Cuba will reopen operations to international tourism in several of its nearby keys as of next July 1 within the progressive post-COVID-19 plan of de-escalation that started this Thursday in all the island’s territories, except for the provinces of Havana and Matanzas.
The Cuban government announced last week the launch of a recovery process―which in its first stage includes three phases―after declaring the coronavirus pandemic controlled in the country, currently without active cases in 13 of its 15 provinces and in the special municipality of Isla de la Juventud.
The reopening of tourism, one of the sectors hardest hit by the pandemic in Cuba, in the first phase will be only for the local market, with the application of a series of measures and hygienic-sanitary protocols, as explained by Minister of Tourism Juan Carlos García Granda in a television appearance.
Operations for foreign visitors will begin on July 1―in the second phase of the de-escalation―and as announced by the Cuban minister of tourism, as of this Thursday tourism agencies will be able to start marketing visits to the tourist destinations of Cayo Cruz, Cayo Coco, Cayo Guillermo, Cayo Largo and Cayo Santa María.
SUN AND BEACH IN ISOLATION
In this phase, international tourists will stay on the keys where they choose to spend their vacation period in Cuba, and these destinations will not be open to the national market, according to Minister García Granda.
The paradisiacal Guillermo, Coco, Cruz and Santa María keys are part of the Jardines del Rey keys of the Sabana-Camagüey archipelago in the north central area of the island, while Cayo Largo is a small islet that belongs to the special municipality of Isla de la Juventud, located about 100 kilometers south of Havana.
After arrival at the airports of these destinations, tourists will undergo a PCR test to detect if they are carriers of the coronavirus and a protocol for clinical-epidemiological surveillance will be established in hotel facilities with the presence of a doctor, nurse and technician in hygiene and epidemiology.

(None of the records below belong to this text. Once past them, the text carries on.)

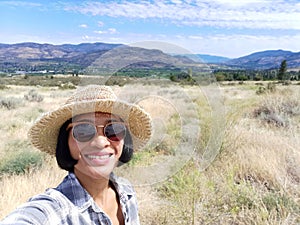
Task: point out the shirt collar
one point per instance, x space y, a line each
73 190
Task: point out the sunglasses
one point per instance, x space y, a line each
85 131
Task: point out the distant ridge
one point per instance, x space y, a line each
269 59
77 56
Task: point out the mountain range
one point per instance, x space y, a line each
35 56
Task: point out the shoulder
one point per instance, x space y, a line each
122 185
40 209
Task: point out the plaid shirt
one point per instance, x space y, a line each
70 203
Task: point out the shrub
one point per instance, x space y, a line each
33 96
10 103
20 162
277 110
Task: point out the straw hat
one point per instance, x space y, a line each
93 98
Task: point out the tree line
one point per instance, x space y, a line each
281 74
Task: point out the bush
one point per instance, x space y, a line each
33 96
20 162
278 110
10 103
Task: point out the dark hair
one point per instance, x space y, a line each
67 162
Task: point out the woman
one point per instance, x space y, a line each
90 135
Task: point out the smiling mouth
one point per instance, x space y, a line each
101 157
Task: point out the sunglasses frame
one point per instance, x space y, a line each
72 125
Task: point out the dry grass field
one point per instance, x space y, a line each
253 179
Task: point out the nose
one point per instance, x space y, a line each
100 140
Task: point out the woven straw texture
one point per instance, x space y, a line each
93 98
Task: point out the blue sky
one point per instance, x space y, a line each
217 27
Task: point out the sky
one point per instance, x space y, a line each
216 27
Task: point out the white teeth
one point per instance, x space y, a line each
98 156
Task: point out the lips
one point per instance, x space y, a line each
102 157
99 159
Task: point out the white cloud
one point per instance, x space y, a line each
108 31
83 25
20 4
255 14
100 24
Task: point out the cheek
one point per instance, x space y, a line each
73 146
118 146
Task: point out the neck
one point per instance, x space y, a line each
96 187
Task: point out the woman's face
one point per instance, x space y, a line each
99 156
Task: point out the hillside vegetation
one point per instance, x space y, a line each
254 178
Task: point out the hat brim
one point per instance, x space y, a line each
44 133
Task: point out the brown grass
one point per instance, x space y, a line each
254 179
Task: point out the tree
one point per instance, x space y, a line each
282 71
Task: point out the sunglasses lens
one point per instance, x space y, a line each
84 132
115 131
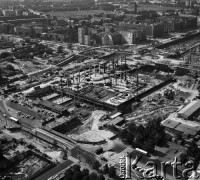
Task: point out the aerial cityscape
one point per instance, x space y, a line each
99 89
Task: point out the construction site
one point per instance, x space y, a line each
80 104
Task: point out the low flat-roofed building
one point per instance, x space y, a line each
178 127
117 121
186 129
52 106
168 123
189 110
58 171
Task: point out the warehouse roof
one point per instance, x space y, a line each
183 128
52 106
190 108
170 123
191 130
53 172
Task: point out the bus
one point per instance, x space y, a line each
14 120
142 151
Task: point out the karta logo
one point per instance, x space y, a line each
129 168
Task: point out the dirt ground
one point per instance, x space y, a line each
90 132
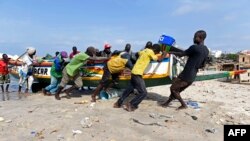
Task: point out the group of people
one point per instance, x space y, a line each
116 62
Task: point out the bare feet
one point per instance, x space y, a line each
93 98
57 97
116 105
165 104
44 91
182 107
128 107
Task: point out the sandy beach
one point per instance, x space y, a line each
39 117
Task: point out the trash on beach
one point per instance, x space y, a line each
151 124
8 121
211 130
53 131
76 131
194 117
86 123
38 134
30 111
81 102
154 115
110 93
1 119
60 137
193 104
92 104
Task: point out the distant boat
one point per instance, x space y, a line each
156 73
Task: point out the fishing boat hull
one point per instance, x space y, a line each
156 73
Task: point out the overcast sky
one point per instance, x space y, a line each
56 25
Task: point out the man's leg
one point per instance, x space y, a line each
176 92
78 84
174 85
139 84
105 80
64 81
125 94
96 92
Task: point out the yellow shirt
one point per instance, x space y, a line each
116 64
142 62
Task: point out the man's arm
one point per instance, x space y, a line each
179 54
94 58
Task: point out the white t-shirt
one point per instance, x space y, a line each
27 63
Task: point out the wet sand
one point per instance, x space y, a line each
39 117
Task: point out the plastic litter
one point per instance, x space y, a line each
86 123
1 119
110 93
193 104
76 132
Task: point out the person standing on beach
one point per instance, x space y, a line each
107 51
26 71
56 73
74 52
197 55
115 65
137 81
72 71
4 75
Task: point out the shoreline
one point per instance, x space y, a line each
39 117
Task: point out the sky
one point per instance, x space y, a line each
58 25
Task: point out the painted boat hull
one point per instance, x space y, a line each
156 73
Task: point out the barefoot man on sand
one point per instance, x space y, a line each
197 55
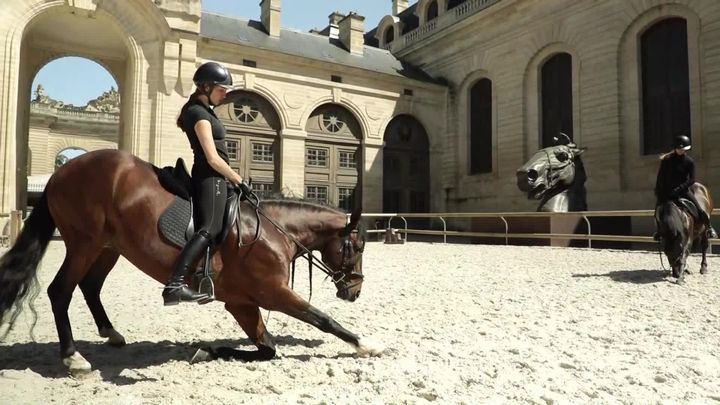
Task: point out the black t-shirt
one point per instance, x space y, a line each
195 112
676 174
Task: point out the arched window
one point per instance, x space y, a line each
556 98
68 154
481 127
454 3
432 11
389 35
665 84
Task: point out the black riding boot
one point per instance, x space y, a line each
176 290
706 219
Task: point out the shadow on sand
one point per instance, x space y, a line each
633 276
120 366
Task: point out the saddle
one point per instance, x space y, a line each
685 205
176 224
689 207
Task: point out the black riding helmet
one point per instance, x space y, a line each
682 142
212 73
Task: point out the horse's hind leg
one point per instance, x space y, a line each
91 285
74 268
251 322
704 246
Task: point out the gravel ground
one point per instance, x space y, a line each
461 323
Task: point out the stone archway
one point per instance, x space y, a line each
406 166
127 39
333 168
253 128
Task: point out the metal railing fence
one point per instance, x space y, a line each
503 216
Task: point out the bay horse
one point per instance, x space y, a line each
107 203
556 176
679 229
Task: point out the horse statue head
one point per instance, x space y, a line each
556 176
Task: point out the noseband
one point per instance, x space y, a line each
343 279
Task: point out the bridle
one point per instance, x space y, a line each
347 262
344 278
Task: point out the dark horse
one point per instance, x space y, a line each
556 176
107 203
679 228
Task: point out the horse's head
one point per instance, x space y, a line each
343 254
549 169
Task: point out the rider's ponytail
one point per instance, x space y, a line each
191 100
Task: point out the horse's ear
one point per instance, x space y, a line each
354 219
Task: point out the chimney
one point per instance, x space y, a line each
352 29
270 16
334 30
399 6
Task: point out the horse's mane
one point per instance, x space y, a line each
312 205
301 203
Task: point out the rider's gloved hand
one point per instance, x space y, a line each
244 189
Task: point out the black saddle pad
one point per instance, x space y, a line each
689 207
173 223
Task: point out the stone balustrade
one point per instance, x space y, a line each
445 20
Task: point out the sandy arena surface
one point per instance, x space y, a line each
461 323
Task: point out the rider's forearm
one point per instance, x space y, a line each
225 170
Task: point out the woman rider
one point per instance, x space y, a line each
210 170
676 175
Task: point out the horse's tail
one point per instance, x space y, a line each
18 267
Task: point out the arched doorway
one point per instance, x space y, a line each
406 166
252 127
332 157
122 37
75 108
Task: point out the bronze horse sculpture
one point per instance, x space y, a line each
679 228
556 176
107 203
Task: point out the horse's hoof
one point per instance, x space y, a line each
114 338
76 365
202 355
369 348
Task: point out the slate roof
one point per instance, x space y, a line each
303 44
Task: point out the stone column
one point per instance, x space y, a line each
372 178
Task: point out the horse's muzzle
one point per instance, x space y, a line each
348 294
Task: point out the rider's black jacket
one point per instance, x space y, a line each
676 175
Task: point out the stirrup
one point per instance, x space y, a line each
175 294
206 287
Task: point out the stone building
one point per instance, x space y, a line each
432 110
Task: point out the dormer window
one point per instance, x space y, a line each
389 35
432 11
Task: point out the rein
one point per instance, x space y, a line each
337 276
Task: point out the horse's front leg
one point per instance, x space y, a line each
704 246
248 316
288 302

Among the details planned for the international reopening of tourism, the minister indicated that for hotel workers a working regime of 7 consecutive days has been established and then they must remain in isolation in their homes for another week and carry out a rapid test at the end of the surveillance.
In addition, he advanced that when the third phase of the recovery begins, sales of the entire Cuban destination and all the excursions and circuits that are marketed in the country will be activated.
Since the Cuban authorities decreed the closure of the borders on April 2 as part of the measures to prevent the spread of COVID-19, international flights have been cut off on the island, except for humanitarian, merchandise flights and to transport medical brigades to other countries.
A partir del 1ro de julio se inician operaciones con el turismo internacional en Cayo Largo, Cayo Coco, Cayo Guillermo, Cayo Cruz y Cayo Santa María. #CubaTuDestinoSeguro #TurismoInforma #TurismodeCuba pic.twitter.com/Ffm1QSc3T6
— Ministerio Turismo (@MinturCuba) June 17, 2020
The closure of borders has been used to carry out repairs and improvements to hotel facilities and to the country’s 19 airports, including the one that serves the Jardines del Rey area.
Tourism is Cuba’s second source of income after the sale of professional services abroad; it contributes around 10% of the Gross Domestic Product (GDP) and employs approximately half a million people in the state sector.
A high percentage of the more than 600,000 workers in the private sector also carry out activities related to tourism.
For this year, Cuba expected to receive 4.5 million international visitors and reverse the 9.3% decrease in 2019, when 4.2 million tourists traveled to the country, 436,352 less than in 2018, according to official data.